Born December 6, 1833 at 'Edgemont', Powhatan County, Virginia, John Singleton Mosby was the son of Alfred Daniel and Virginia Jackson (McLaurine) Mosby.  Daughter of James Wren and Katherine Winston (Stegar) McLaurine, Virginia was born May 15, 1815 at 'Edgemont'.

While a student at the University of Virginia, he was expelled for shooting the son of a tavern keeper.  During the trial, Mosby convinced the jury he had shot in self-defense and was sentenced to a $500 fine as well as one year in jail.  He was so impressed with the prosecutor that Mosby borrowed his law books while he served his sentence.  Upon his release from prison seven months later, he passed the Virginia bar and opened a practice at Bristol, Virginia.  Mosby married Pauline Mariah Clark on December 30, 1857 at Nashville, Tennessee.  The daughter of Beverly Leondus and Mariah Louisa (Clarke) Clark, Pauline was born March 30, 1837 in Kentucky.
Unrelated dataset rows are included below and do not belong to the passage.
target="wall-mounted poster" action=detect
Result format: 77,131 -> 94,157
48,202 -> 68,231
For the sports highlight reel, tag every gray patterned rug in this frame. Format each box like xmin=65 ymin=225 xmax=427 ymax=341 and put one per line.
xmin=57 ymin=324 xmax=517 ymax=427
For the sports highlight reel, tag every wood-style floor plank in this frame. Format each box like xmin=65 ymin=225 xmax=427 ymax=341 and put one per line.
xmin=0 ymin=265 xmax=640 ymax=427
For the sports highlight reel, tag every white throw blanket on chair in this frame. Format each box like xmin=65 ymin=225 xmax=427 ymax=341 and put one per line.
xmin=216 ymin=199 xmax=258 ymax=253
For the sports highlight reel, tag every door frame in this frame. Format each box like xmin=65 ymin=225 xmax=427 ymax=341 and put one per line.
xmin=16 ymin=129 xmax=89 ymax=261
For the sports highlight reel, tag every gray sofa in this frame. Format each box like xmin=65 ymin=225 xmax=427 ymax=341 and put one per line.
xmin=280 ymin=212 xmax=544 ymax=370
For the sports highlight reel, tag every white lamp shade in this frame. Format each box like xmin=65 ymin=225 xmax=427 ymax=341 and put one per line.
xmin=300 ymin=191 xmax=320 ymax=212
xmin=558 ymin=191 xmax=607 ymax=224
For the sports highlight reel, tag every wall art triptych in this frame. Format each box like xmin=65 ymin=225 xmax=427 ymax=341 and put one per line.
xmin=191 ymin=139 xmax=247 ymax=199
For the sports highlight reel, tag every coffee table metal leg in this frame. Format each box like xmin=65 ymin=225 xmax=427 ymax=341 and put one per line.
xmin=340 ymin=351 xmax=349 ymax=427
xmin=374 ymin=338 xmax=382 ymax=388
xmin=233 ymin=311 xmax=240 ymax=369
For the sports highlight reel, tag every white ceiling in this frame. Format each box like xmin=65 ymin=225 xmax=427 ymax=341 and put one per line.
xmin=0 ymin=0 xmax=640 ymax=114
Although having voted against secession, Mosby became an ardent Confederate warrior.  Originally joining the Washington Mounted Rifles, which later became the First Virginia Cavalry, he became one of General J.E.B. Stuart's best scouts.  On December 29, 1862, Stuart and Mosby spent the night at 'Oakham', home of Colonel Hamilton Rogers, just outside of Middleburg, Loudon County, and on the following morning, Stuart gave Mosby nine men and left him behind to conduct partisan activities.  While Stuart was settling into winter quarters near Fredericksburg in January 1863, Mosby was in Northern Virginia beginning operations against Union troops, generally stealing in and out of the dark of night.  Over the next few years, commanding the 43rd Battalion of Virginia Cavalry, he would command about 2,000 men although at most, 800 at any given time.  Becoming the bane of the Union, his activities in Northern Virginia resulted in General Ulysses S. Grant ordering him and his followers, when captured, hanged without trial.  Seriously wounded three times, Mosby was praised highly by Stuart and mentioned more often than any other Southern officer in General Robert E. Lee's orders and reports.

Twelve days after General Lee surrendered at Appomattox Court House, Virginia, Colonel Mosby disbanded the 43rd Battalion and returned to his family in Virginia.  His wife, Pauline, managed to get from General Grant a handwritten exemption from arrest for her husband.  They moved to Warrenton in September of 1865.  Returning to the practice of law, Mosby formed a partnership with James Keith.  In March of 1876, Pauline gave birth to their eighth child.  Never recovering, she died in May and was followed into death by their infant son.  Heartbroken, Mosby left Warrenton and did not return until after his death.  He was appointed U.S. consul to Hong Kong by President Rutherford B. Hayes on the recommendation of Ulysses S. Grant.  On May 15, 1916 at Garfield Hospital, Washington DC, Mosby died and on June 1, 1916, he was buried at Warrenton beside his beloved Pauline.